Per ciò che attiene alle dimensioni abbiamo:

  • Imprese non piccole (cioè grandi e medie), che sono imprese alle quali si applica la tipica disciplina giuridica dell’impresa;
  • Imprese piccole, che sono imprese cui si applica la particola disciplina di favore del piccolo imprenditore (art. 2083 c.c.).

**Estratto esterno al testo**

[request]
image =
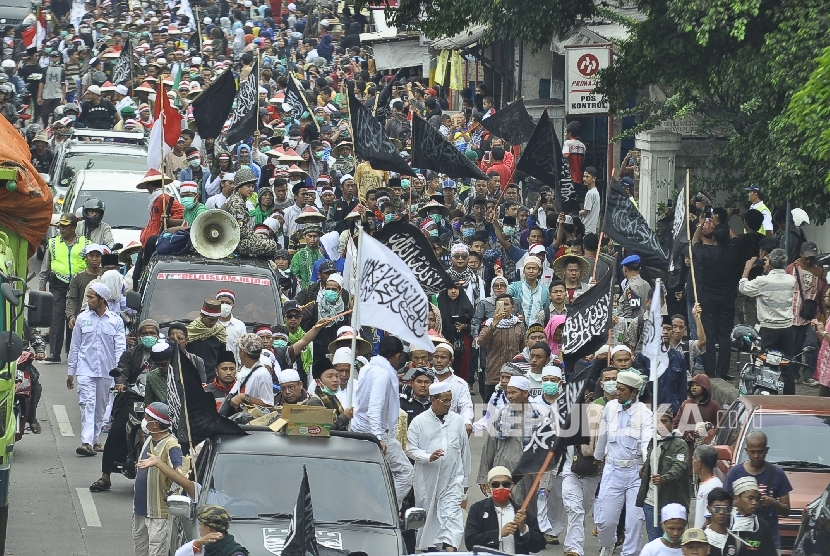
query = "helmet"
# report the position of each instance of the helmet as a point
(744, 337)
(93, 203)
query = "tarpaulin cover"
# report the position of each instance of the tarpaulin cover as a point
(28, 209)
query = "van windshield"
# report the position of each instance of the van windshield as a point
(178, 296)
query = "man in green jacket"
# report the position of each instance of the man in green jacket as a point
(671, 484)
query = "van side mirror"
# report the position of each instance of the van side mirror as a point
(180, 506)
(39, 309)
(134, 300)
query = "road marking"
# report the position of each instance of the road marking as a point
(63, 420)
(88, 506)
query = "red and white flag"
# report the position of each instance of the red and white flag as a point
(34, 36)
(170, 130)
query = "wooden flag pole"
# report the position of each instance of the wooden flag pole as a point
(688, 232)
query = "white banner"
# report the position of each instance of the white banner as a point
(582, 65)
(390, 297)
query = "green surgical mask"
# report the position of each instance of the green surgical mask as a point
(148, 341)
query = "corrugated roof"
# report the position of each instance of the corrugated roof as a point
(465, 38)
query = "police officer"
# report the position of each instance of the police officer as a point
(625, 431)
(634, 294)
(63, 260)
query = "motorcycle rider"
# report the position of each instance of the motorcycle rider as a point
(93, 226)
(132, 364)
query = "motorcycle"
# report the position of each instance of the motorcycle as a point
(762, 374)
(27, 387)
(134, 405)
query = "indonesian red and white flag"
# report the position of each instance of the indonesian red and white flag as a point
(169, 131)
(34, 36)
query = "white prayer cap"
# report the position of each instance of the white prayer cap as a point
(616, 349)
(739, 486)
(632, 379)
(335, 277)
(342, 355)
(498, 471)
(551, 370)
(520, 382)
(447, 347)
(673, 511)
(439, 387)
(101, 289)
(289, 375)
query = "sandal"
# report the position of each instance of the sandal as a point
(100, 485)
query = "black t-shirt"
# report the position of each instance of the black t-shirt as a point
(98, 117)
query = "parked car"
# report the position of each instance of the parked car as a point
(798, 433)
(257, 479)
(814, 536)
(115, 151)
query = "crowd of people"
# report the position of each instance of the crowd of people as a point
(517, 261)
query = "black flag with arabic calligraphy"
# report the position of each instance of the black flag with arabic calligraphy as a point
(432, 151)
(122, 71)
(242, 122)
(512, 123)
(625, 225)
(371, 143)
(588, 320)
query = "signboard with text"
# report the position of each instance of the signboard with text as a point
(582, 66)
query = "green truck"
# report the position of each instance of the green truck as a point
(25, 213)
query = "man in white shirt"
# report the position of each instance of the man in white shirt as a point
(704, 460)
(625, 431)
(590, 212)
(98, 340)
(234, 328)
(437, 443)
(377, 408)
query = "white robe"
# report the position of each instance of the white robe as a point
(439, 485)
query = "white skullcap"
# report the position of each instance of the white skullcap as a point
(552, 370)
(739, 486)
(101, 289)
(616, 349)
(498, 471)
(342, 355)
(631, 379)
(289, 375)
(459, 248)
(673, 511)
(520, 382)
(447, 347)
(439, 387)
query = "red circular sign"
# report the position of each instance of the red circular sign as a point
(587, 65)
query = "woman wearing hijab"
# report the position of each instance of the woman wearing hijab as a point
(457, 315)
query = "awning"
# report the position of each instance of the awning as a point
(463, 39)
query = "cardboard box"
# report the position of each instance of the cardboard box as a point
(300, 420)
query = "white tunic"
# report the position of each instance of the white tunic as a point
(439, 485)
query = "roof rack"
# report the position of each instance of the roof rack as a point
(104, 135)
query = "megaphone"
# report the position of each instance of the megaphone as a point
(214, 234)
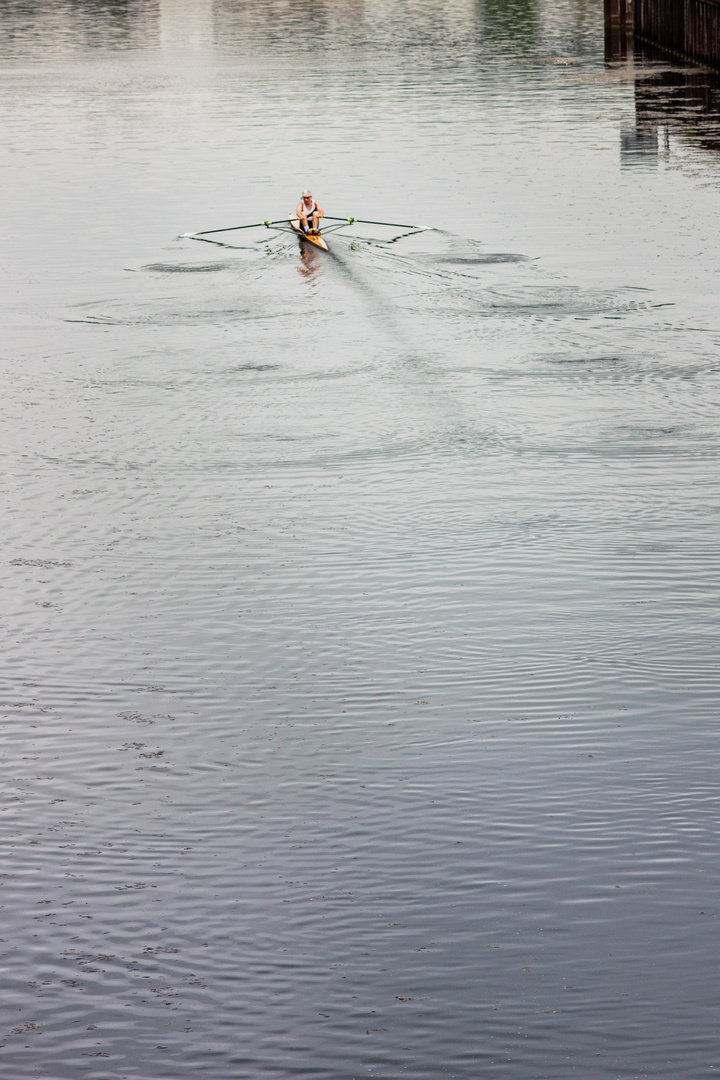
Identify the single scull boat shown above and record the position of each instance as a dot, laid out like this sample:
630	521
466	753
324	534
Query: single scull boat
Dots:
315	239
311	238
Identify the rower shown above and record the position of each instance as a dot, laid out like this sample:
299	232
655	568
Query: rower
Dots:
309	213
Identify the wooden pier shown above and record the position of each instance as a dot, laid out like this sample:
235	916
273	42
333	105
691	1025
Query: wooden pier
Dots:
687	28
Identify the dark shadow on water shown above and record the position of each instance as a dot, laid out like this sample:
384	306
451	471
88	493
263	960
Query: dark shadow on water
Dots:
674	100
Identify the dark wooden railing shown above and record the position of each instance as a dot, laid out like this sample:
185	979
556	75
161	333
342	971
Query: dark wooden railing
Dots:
689	28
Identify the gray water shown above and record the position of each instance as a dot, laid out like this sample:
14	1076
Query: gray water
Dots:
360	711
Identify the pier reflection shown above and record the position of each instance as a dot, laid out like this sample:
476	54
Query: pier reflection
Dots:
677	106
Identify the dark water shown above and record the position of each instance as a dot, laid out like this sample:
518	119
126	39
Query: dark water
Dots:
360	713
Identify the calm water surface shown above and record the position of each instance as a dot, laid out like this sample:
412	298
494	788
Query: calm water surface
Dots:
360	711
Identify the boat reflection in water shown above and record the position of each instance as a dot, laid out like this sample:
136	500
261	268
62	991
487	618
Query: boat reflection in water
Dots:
311	260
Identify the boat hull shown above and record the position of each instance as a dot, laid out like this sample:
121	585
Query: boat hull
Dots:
315	239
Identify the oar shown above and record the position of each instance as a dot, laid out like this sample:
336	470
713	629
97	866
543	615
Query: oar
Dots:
361	220
234	228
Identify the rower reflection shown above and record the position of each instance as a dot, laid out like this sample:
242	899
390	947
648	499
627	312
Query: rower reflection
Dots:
311	260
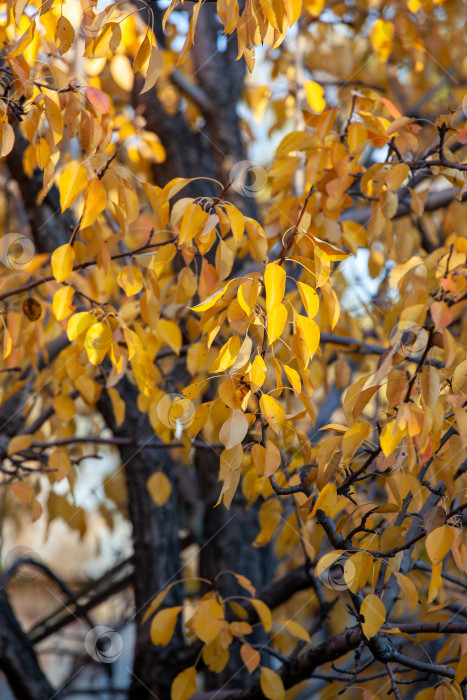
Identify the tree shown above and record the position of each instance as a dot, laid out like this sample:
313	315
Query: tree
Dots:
167	299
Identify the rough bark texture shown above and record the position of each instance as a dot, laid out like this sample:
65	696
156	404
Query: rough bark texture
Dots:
212	149
155	542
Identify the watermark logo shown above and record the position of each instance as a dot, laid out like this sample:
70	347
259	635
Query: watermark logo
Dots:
103	644
248	178
339	574
175	411
409	339
16	251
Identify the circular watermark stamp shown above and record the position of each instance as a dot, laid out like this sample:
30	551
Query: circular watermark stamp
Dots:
16	250
103	644
409	339
338	575
464	106
175	411
248	178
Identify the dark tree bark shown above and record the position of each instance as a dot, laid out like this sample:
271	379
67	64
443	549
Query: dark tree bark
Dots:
156	545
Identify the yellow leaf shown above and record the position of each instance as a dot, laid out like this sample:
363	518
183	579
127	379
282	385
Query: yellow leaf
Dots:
310	332
315	96
208	620
277	318
7	343
142	55
184	685
273	412
438	543
106	42
160	488
215	657
64	407
270	515
234	429
257	373
461	671
294	379
271	684
374	613
79	323
247	295
250	657
22	43
272	459
155	603
263	613
295	630
243	355
408	589
118	406
381	38
293	9
64	35
62	261
72	182
18	443
210	300
390	437
353	438
130	280
309	298
42	153
97	342
163	625
60	463
326	561
62	305
326	500
227	355
154	69
274	283
23	492
94	203
122	72
7	139
170	334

A seconda della natura possiamo invece distinguere:

a) Imprese private, che sono quelle in cui la figura dell’imprenditore è privata; b) Imprese pubbliche, che sono quelle in cui la figura l’imprenditore è un ente pubblico; in siffatta circostanza lo scopo molto spesso non è il profitto – o per lo meglio non è solo il profitto – ma il soddisfacimento di un interesse pubblico o il contemperamento del profitto con una o più finalità di pubblico interesse, in modo tale da non far prevalere la mera efficienza sull’equitas e poter solidaristicamente vedere l’uomo sempre come fine e mai come mezzo.  

1.5) L’impresa familiare

Un discorso separato merita l’impresa familiare, definita dal legislatore come quella forma di impresa in cui lavorano i parenti entro il terzo grado e gli affini entro il secondo grado. Sono ricomprese nelle imprese individuali, c’è un capo famiglia e a fine anno l’imprenditore-capofamiglia riconosce ai familiari collaboratori la partecipazione agli utili, la liquidazione in caso di cessazione della collaborazione, il mantenimento secondo le condizioni patrimoniali della famiglia, la partecipazione agli incrementi dell’azienda in proporzione alla quantità e alla qualità del lavoro apportato all’impresa.